Pero las personas inconformes tampoco pueden ver como enemigos al colombiano de a pie que trabaja todos los días para llevar el sustento a su casa, no debe precarizar mas las condiciones complejas con que esta gente vive su día a día, mucho menos recargar las cargas de un sector empresarial y comercial que no pertenece a los grandes conglomerados económicos que viven en una economía que les exige mas que lo que les garantiza, el desabastecimiento que siempre se a generado como una forma de presión no debe volverse el cierre de la cadena de suministros básicos para la subsistencia, la carestía y los elevados precios de los productos de la canasta básica son injusto con una sociedad que trata de ponerse en sus hombros un aparato productivo que precariza al emprendedor y al pequeño empresario.

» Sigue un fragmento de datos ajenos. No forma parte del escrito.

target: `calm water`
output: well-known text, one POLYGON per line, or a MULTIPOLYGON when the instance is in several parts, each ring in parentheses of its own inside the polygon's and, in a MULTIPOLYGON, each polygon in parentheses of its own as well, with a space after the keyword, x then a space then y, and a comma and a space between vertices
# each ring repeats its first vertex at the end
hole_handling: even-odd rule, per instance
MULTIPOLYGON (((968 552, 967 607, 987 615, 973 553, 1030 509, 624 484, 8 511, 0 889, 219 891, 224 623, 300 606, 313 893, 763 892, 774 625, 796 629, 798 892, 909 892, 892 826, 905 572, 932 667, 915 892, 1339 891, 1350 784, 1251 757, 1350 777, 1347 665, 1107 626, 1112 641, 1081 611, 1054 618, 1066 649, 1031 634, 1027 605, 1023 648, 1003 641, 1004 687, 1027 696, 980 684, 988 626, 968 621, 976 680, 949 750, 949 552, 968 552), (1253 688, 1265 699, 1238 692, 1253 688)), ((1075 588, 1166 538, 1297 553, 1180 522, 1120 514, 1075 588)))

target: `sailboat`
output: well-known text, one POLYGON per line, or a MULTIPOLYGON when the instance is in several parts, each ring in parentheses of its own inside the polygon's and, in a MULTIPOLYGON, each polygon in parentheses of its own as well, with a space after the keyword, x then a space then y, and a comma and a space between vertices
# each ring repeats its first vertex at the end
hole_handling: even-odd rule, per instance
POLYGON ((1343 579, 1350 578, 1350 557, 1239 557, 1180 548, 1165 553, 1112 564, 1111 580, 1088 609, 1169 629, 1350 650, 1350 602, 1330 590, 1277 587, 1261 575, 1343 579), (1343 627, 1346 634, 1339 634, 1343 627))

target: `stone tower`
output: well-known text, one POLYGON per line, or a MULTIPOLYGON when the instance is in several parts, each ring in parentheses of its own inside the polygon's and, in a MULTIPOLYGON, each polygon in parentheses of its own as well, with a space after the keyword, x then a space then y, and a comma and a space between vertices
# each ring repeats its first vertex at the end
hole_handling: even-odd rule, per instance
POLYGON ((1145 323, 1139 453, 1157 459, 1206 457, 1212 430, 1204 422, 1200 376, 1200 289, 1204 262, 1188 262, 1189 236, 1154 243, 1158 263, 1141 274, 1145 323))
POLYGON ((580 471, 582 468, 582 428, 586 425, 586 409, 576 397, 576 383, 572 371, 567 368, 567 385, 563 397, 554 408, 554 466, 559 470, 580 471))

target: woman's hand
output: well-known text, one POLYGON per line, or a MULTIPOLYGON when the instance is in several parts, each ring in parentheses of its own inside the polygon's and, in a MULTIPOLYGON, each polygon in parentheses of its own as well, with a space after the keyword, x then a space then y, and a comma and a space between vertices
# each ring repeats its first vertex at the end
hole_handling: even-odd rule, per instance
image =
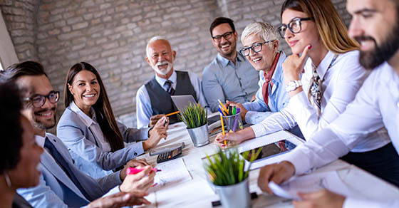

Llego la hora que nos sentemos como colombianos, descarguemos nuestros preceptos ideológicos y comencemos a hablar de lo importante la modificación del contrato social para generar mejor productividad, mas equidad y mayor bienestar para los colombianos, llego la hora de escucharnos sin animadversiones de ningún lado. De lo contrario estamos iniciando otra espiral de violencia que atrasaría aun mas el desarrollo de un país que clama unidad.
Para terminar “Las políticas y la retórica egoístas del actual gobierno colombiano han encendido la ira del público, mientras que los oportunistas y criminales están destruyendo sus comunidades. Esta no es la forma de construir una sociedad pacífica y justa. El gobierno y los manifestantes deben entablar diálogos significativos. La gente tiene derecho a protestar pacíficamente. Deben terminar los tiroteos y abusos de la policía colombiana. La violencia de algunos manifestantes y los bloqueos de carreteras que limitan el acceso a los alimentos y la capacidad de las personas para trabajar también deben terminar, pero estos no son una excusa para la brutalidad policial.” son las palabas del Senador de los Estados unidos Demócrata Patrick Leahy presidente del Comité de Apropiaciones del Senado, responsable en gran parte de definir los recursos de Estados Unidos a Colombia. Es increíble que un político a miles de kilómetros de distancia sea mas sensato y tenga más clara la situación del país que los políticos colombianos y la gente en las calles, triste pero real.